So I did the responsible thing and quit my job.  What followed was two decades of trying to accomplish many things and only occasionally succeeding.  My first goal was to take a daily shower.  Sounds easy, except the minute I turned on the water, the baby would start screaming or the dog would start barking and then the baby would start crying, or the phone would ring and it would be my husband asking me to do something that required complicated logistics given said baby and dog.  It humiliates me to admit that there were many days during my baby's early months when a shower did not happen.

Eventually, my husband and I succeeded in setting a fixed bedtime for our daughter -- 8:00 pm -- and that was when we would eat dinner and I would have a shower for dessert.  We drove our teenaged babysitters crazy with our bedtime routine but most of them had heard we paid well if the baby was asleep when we came home.  The bedtime ritual had given us back some portion of our pre-baby lives and we adhered to it with the precision of a German train schedule.  Daytime hours, unfortunately, never fell in line with any sort of routine.

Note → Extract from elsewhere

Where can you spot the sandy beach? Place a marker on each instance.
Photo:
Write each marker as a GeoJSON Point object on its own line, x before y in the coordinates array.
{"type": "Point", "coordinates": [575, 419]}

My husband left the house at around 8:00 each morning and returned sometime after 7:00 in the evening.  My days consisted of breastfeeding, making coffee, changing diapers, dressing the baby, feeding the dog, doing a load of laundry, bundling the baby into her outerwear and strapping her into her stroller, walking the dog, changing the baby, re-bundling her, going to the grocery store, the bakery, the gourmet deli, the dry cleaners, and returning home for more breastfeeding and a late lunch.  After running around all morning, the baby was supposed to take a nap, but she was a light sleeper and every ring of the phone or bark of the dog would wake her so eventually I gave up on that idea, being grateful for the eight hours of sleep she granted us at night.

The lack of nap meant that the baby was often fussy in the afternoons and that meant putting her in the Snugli while I chopped vegetables and marinated the chicken.  This worked great for about four days until she got bored with the inside of the Snugli and started screaming the minute I strapped it on.  So I tried the backpack.  It was awkward to get into with the baby inside and I almost dropped her on her head.  My next brainstorm was to put her in a baby rocker on the counter top.  In between chops I would rock the chair or tickle her tummy or otherwise distract her.  In this way, I managed to prepare a nice dinner for my husband across a four or five hour time period.  

Just when I breathed a sigh of relief that all I had left was to throw everything into a saute pan and boil water for rice, invariably the phone would ring;  while I looked away for five seconds to find the phone, the dog would help himself to everything on the kitchen counter.  I knew that St. Francis was testing me, so I let the dog live.  The call that enabled the dog to clear the counters was usually my husband saying he was coming home and hoping that dinner would be ready.  I explained that his call had cost him his dinner and would he please stop at the Indian carryout and bring home some butter chicken and saag paneer and naan?

Most of my friends in those days were the nannies of neighboring children because the other mothers had the good sense to fork over their paychecks to high school graduates and foreigners so they wouldn't have to deal with the diapers and dogs and disappearing dinners.  Those mothers have no idea what they missed.